La sagesse et la folie invitent toutes deux, mais seule la crainte du Seigneur conduit a la vie.

Proverbes 9

1 La sagesse a bâti sa maison, elle a taillé ses sept colonnes.

2 Elle a immolé ses victimes, mêlé son vin, et dressé sa table.

3 Elle a envoyé ses servantes, elle appelle, au sommet des hauteurs de la ville :

4 « Que celui qui est simple entre ici ! » Elle dit à celui qui est dépourvu de sens :

5 « Venez, mangez de mon pain, et buvez du vin que j’ai mêlé ;

6 quittez l’ignorance, et vous vivrez, et marchez dans la voie de l’intelligence. »

7 Celui qui reprend le moqueur s’attire la raillerie, et celui qui réprimande le méchant s’attire l’outrage.

8 Ne reprends pas le moqueur, de peur qu’il ne te haïsse ; reprends le sage, et il t’aimera.

9 Donne au sage, et il deviendra plus sage ; instruis le juste, et il augmentera son savoir.

10 Le commencement de la sagesse, c’est la crainte de Yahweh ; et l’intelligence, c’est la science du Saint.

11 Car par moi tes jours se multiplieront, par moi s’augmenteront les années de ta vie.

12 Si tu es sage, tu es sage à ton profit ; si tu es moqueur, tu en porteras seul la peine.

13 La folie est une femme bruyante, stupide et ne sachant rien.

14 Elle s’est assise, à la porte de sa maison, sur un siège, dans les hauteurs de la ville,

15 pour inviter les passants qui vont droit leur chemin :

16 « Que celui qui est simple entre ici ! » Elle dit à celui qui est dépourvu de sens :

17 « Les eaux dérobées sont plus douces, et le pain du mystère est plus agréable ! »

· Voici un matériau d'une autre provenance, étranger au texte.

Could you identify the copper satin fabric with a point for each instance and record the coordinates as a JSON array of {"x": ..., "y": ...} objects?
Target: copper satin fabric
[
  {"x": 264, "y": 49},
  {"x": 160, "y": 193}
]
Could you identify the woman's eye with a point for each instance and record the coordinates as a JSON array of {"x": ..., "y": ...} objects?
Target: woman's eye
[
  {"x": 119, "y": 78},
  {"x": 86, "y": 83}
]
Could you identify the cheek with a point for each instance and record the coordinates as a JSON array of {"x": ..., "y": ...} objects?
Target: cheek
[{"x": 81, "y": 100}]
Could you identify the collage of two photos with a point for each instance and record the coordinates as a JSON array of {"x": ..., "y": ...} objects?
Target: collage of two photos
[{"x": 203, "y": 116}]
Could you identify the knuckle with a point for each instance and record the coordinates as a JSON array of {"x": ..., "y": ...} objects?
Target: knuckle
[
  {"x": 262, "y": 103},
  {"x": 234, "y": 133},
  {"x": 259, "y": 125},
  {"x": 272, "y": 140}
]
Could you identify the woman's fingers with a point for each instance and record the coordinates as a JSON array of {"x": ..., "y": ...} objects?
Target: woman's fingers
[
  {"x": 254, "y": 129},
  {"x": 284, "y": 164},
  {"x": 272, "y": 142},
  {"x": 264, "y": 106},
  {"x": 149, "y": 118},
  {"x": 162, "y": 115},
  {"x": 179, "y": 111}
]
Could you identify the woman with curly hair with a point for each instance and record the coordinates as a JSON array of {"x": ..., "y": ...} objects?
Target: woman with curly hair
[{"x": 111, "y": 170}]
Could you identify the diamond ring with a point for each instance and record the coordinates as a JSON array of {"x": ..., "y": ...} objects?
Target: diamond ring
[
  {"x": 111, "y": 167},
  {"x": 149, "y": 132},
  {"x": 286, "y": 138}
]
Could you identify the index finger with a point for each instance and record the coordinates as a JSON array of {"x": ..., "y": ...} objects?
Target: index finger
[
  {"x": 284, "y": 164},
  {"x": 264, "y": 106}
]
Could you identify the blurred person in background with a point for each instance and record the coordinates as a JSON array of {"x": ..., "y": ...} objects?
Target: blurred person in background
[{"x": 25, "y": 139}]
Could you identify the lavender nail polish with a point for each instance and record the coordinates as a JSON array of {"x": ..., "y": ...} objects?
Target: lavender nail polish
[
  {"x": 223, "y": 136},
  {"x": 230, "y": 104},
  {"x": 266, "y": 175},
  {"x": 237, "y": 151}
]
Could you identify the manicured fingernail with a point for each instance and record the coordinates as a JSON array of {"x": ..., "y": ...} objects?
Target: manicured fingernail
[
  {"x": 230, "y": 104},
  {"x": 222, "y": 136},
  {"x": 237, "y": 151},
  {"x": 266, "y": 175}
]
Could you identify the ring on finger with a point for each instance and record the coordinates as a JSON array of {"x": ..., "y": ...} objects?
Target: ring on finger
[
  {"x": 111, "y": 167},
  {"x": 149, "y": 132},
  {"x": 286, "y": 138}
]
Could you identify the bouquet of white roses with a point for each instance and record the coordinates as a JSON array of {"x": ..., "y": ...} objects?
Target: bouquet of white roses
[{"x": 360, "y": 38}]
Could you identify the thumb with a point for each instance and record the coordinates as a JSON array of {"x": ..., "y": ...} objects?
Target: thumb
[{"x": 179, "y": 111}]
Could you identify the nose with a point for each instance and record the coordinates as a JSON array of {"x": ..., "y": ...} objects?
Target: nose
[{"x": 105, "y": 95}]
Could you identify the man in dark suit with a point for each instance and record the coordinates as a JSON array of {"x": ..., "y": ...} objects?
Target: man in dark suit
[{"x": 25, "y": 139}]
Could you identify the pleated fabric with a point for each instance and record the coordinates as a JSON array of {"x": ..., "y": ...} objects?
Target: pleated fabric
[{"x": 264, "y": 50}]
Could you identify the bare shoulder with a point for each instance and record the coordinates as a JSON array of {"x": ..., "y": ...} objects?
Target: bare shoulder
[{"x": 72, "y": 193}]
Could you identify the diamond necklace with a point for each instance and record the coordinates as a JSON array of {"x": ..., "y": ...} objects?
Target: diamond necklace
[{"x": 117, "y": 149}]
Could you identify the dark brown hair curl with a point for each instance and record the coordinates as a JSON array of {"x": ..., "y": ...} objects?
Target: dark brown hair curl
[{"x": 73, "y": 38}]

18 Et il ne sait pas qu’il y a là des ombres, et que ses invités sont déjà dans les profondeurs du schéol.

Enseignement catéchétique

Sens du passage. Proverbes 9 met en lumière les deux invitations. Il demande une lecture attentive, capable de tenir ensemble le récit biblique, l’appel spirituel et la conversion concrète. Le chapitre ne doit donc pas être lu comme une simple scène ancienne : il révèle quelque chose de la manière dont Dieu conduit, corrige, console ou forme son peuple.

Lecture catholique. Dans la foi de l’Église, ce passage s’inscrit dans la sagesse quotidienne, la parole juste et la crainte du Seigneur. Il garde son enracinement dans l’histoire d’Israël, tout en préparant le lecteur à accueillir la plénitude de la Révélation. Lorsqu un lien avec le Christ apparaît, il doit être reçu avec sobriété, sans forcer chaque détail ni effacer le sens premier du texte.

Discernement spirituel. Ce chapitre interroge la liberté du lecteur : que faut-il recevoir, quitter, purifier ou remettre à Dieu ? Il aide à reconnaître les illusions du cœur, les fausses sécurités et les appels discrets à la confiance. La Parole ne se contente pas d’informer ; elle ouvre un chemin de conversion, de prière et de responsabilité.

Pour aujourd’hui. On peut lire ce chapitre en demandant la grâce d’une foi plus droite : écouter avant de juger, prier avant d’agir, servir au lieu de posséder, et laisser Dieu remettre de l’ordre dans ce qui s’est dispersé. Cette lecture devient pastorale lorsqu’elle rejoint la vie réelle : famille, décisions, souffrances, responsabilités, espérance et fidélité quotidienne.

FAQ

Que faut-il retenir de Proverbes 9 ?

Ce passage met en avant les deux invitations. Il aide à comprendre comment Dieu parle à son peuple à travers une situation concrète, avec un appel à la confiance, à la conversion ou à une fidélité plus vraie.

Comment lire ce chapitre dans la foi catholique ?

Il faut le lire avec toute l’Écriture et la Tradition de l’Église : respecter son contexte, éviter les interprétations rapides, puis recevoir ce qu’il révèle sur Dieu, sur le cœur humain et sur l’histoire du salut.

Ce chapitre annonce-t-il le Christ ?

Le lien avec le Christ se fait selon la logique de l’accomplissement. Certains détails peuvent préparer l’Évangile, mais la lecture catholique reste prudente : elle ne force pas la typologie et garde le sens propre du texte.

Quel appel spirituel ce passage adresse-t-il aujourd’hui ?

Il invite à examiner ce qui, dans la vie concrète, demande davantage d’humilité, de justice, de confiance ou de prière. La Parole devient féconde lorsqu’elle éclaire une décision, une relation ou une responsabilité réelle.

Comment prier avec Proverbes 9 ?

On peut commencer par relire lentement le passage, repérer une phrase qui touche le cœur, puis demander au Seigneur la grâce correspondante : vérité, patience, courage, pardon, espérance ou fidélité dans l’épreuve.